Danny was suspended until his 'condition' had went away.

Until then, the attic was the only place anyone could find Danny Sullivan.

One day, Danny was playing with his troops, when suddenly he tripped himself over some imaginary soliders and felt down on to the floorboard, upon which he discovered a hole. The opening, about the size of his eyes, a pinhole formed by hands, was looking down into the living room below. Danny lay there and peaked at his house. At first he thought he saw the living room, which was two floors down from the attic, and he could not possibly see it, but then he blinked so fast then he also fainted. It was the living room he was looking at. Danny rolled to his back, facing the ceiling, smiling. His zigzagged white teeth, sounding horrible as he grinded them.

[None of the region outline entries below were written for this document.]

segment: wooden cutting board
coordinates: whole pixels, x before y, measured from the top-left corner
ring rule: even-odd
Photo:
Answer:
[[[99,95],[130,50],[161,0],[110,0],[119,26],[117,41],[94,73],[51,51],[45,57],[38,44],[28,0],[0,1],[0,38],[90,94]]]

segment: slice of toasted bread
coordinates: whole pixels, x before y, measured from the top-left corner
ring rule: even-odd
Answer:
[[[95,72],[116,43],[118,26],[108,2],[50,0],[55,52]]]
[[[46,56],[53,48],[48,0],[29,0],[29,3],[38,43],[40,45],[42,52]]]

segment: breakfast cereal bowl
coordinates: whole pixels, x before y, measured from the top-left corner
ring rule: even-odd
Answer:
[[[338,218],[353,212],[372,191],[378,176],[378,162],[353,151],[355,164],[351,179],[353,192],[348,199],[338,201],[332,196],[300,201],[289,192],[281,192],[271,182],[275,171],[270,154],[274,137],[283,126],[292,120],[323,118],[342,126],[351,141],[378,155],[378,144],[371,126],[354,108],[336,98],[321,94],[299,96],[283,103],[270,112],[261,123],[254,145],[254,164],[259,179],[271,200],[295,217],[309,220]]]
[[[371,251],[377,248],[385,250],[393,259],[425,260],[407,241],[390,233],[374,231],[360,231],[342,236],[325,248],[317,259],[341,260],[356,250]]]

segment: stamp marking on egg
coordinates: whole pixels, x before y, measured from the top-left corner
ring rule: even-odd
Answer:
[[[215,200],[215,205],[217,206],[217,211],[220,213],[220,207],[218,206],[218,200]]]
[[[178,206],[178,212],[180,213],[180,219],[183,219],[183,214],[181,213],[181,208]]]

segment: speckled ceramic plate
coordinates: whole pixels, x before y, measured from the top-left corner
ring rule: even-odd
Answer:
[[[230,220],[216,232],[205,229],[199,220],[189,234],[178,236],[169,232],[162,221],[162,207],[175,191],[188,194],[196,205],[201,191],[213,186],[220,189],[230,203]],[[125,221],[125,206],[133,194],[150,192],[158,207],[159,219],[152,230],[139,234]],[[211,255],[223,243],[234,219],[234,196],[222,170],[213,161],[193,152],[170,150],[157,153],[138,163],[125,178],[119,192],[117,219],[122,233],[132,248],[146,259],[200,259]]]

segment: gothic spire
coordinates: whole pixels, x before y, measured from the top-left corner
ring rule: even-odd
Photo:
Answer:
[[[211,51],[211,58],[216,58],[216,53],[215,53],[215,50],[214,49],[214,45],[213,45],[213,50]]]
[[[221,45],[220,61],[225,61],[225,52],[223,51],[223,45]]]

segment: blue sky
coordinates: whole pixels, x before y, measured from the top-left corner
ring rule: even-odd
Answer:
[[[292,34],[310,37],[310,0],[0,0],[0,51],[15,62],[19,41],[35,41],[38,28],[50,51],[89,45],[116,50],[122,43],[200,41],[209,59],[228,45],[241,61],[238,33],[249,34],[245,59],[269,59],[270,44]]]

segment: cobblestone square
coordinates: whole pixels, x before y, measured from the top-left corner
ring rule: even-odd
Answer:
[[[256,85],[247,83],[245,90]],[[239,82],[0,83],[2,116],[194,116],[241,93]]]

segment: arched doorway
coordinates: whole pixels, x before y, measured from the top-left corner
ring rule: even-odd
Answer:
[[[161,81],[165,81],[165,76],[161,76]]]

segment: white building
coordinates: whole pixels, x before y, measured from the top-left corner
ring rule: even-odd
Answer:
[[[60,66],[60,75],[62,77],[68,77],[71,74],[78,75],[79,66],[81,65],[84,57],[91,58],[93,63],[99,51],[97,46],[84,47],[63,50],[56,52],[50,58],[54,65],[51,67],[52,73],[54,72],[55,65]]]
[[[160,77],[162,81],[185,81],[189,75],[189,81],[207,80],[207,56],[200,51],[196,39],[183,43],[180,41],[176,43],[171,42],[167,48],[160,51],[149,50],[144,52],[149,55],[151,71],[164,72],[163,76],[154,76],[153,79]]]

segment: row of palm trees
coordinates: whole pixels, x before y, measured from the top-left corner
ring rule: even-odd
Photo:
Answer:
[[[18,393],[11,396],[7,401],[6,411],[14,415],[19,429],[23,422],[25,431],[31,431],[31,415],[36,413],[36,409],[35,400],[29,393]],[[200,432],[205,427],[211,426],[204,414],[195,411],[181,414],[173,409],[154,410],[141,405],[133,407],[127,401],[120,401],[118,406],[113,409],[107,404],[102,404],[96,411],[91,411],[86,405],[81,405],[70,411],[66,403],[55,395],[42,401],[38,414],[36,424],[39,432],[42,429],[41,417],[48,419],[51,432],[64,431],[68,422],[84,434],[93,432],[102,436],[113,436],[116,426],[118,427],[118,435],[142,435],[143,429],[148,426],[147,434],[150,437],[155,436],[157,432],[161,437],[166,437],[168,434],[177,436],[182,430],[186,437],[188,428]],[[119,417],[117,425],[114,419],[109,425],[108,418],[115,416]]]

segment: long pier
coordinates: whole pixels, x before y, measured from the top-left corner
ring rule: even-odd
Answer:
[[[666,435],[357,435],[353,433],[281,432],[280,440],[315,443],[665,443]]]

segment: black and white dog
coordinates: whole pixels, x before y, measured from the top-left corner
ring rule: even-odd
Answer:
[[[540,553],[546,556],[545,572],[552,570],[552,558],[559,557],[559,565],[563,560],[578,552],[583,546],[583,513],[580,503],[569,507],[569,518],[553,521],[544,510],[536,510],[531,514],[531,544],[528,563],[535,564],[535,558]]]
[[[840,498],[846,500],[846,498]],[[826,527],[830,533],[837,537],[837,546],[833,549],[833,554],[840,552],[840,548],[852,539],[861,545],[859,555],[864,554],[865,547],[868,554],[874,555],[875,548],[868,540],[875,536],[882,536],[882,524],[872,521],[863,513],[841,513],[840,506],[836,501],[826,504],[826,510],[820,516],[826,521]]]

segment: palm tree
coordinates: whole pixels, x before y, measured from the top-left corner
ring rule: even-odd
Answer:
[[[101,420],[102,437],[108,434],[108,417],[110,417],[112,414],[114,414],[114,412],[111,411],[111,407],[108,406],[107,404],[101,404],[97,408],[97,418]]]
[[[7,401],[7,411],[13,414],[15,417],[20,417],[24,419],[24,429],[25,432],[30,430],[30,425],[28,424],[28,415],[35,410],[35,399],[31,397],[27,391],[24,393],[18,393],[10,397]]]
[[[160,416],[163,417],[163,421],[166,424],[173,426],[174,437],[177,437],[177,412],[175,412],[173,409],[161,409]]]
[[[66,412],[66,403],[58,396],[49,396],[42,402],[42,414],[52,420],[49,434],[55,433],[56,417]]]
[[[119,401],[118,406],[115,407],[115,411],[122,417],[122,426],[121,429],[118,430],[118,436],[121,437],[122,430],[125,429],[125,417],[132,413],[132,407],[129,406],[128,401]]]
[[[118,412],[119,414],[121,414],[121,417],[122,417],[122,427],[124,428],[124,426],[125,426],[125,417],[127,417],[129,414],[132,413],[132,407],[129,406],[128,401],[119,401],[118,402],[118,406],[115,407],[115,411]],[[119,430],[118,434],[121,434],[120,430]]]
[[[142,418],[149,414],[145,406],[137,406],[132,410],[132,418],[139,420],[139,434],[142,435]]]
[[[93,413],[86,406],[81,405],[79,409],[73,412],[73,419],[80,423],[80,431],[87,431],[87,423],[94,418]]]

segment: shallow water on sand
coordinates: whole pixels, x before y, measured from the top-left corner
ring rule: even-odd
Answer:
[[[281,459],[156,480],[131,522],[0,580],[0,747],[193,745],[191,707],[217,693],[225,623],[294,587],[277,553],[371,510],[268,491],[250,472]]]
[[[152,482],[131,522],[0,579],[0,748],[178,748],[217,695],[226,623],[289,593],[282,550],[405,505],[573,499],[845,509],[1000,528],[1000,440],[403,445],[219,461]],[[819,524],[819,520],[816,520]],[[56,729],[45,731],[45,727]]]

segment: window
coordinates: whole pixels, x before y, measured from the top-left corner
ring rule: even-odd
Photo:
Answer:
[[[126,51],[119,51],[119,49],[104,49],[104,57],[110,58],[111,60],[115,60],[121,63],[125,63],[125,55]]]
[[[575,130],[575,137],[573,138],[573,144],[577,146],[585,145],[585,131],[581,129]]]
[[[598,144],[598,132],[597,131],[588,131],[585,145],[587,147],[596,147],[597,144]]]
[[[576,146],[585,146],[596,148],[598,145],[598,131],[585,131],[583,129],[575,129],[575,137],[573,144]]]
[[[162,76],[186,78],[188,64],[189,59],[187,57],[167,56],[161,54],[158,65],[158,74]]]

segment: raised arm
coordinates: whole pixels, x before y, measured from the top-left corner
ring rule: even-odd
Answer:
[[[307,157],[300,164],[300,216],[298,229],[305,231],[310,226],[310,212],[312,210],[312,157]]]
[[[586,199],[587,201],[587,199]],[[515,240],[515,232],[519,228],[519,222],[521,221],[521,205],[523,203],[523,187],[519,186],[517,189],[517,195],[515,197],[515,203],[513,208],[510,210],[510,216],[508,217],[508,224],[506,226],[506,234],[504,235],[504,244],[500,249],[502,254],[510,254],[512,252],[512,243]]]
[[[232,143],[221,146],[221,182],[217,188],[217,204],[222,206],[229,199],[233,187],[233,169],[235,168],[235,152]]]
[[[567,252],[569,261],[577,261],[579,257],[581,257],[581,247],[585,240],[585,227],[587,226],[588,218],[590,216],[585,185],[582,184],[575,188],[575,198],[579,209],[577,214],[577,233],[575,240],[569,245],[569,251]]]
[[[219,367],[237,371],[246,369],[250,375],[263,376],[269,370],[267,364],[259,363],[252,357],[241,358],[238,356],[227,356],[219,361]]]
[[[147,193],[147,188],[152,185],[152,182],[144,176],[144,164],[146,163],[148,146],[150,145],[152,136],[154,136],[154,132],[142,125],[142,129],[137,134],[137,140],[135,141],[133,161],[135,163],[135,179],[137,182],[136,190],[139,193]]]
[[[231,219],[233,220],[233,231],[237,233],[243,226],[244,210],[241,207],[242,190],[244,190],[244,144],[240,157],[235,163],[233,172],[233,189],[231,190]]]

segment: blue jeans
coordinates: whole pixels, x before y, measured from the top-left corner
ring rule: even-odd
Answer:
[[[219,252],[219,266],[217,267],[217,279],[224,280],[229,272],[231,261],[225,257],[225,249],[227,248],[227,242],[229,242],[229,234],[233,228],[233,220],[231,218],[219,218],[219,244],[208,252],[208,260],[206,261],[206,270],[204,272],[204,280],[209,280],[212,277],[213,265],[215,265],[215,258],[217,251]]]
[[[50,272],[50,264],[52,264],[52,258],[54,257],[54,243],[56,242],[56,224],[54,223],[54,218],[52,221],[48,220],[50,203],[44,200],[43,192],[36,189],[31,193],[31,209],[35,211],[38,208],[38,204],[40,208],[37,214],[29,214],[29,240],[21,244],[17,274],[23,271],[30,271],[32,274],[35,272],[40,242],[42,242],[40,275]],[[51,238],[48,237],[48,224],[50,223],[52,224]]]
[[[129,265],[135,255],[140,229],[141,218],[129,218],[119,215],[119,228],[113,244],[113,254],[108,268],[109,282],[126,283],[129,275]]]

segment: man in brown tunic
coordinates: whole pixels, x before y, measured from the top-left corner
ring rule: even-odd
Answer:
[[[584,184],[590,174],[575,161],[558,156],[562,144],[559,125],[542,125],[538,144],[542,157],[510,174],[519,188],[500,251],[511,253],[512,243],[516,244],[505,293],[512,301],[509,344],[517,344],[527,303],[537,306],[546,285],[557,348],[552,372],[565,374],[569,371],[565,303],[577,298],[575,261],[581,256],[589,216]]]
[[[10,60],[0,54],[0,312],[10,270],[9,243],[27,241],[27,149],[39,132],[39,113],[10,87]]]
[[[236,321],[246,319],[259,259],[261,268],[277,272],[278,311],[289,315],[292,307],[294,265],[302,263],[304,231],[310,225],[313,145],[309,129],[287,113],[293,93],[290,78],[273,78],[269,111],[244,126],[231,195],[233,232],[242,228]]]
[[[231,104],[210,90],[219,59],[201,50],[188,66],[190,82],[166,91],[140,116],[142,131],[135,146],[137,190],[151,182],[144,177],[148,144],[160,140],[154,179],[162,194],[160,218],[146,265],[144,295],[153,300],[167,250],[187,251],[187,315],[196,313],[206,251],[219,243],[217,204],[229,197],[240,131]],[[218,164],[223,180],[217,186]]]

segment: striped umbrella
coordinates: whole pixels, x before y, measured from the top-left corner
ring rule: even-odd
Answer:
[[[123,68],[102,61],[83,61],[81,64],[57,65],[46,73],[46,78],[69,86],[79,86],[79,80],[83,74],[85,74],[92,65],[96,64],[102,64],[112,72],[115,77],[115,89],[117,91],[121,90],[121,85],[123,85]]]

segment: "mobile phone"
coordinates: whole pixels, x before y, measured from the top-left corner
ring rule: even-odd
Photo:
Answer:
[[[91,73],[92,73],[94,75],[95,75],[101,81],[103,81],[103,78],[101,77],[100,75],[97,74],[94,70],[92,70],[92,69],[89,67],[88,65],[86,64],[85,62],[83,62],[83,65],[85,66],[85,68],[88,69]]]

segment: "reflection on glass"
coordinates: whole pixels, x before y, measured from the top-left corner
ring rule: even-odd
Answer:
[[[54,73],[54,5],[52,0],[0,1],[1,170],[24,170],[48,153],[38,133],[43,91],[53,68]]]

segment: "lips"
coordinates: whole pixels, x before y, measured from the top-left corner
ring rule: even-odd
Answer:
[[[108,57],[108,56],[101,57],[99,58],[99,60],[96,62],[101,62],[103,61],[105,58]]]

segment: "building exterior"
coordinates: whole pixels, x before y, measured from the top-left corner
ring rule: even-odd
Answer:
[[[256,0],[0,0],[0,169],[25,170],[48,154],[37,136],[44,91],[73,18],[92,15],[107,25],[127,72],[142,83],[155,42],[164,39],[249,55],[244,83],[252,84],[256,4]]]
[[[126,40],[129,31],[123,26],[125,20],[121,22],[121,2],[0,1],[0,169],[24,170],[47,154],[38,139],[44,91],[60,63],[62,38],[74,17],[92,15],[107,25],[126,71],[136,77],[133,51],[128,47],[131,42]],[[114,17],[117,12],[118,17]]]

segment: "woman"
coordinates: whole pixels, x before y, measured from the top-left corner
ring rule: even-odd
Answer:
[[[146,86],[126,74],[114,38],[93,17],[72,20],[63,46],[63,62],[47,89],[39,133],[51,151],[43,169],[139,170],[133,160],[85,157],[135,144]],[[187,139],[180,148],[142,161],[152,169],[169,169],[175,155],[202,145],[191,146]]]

Danny rolled back to the hole and thought about Serlash Bellford, the new girl in school. With that in mind, Danny stuck his eye to the crack on the wood, and what he saw, was Serlash Bellford, in the comfort of her own home, playing some wonderful melody with her fingers darting across the piano. Danny had never heard of sounds so infested with emotion and magic that he cried for it.

His tear of joy dropped through the hole, and rippled on the glass of water on top of the piano. Serlash Bellford saw the sudden motion. She looked up. Danny froze and didn't blink. Camouflage, he thought, he learned that from natural science channel. Serlash seemed not to see him, as her attention went back to the dance of butterfly fingers.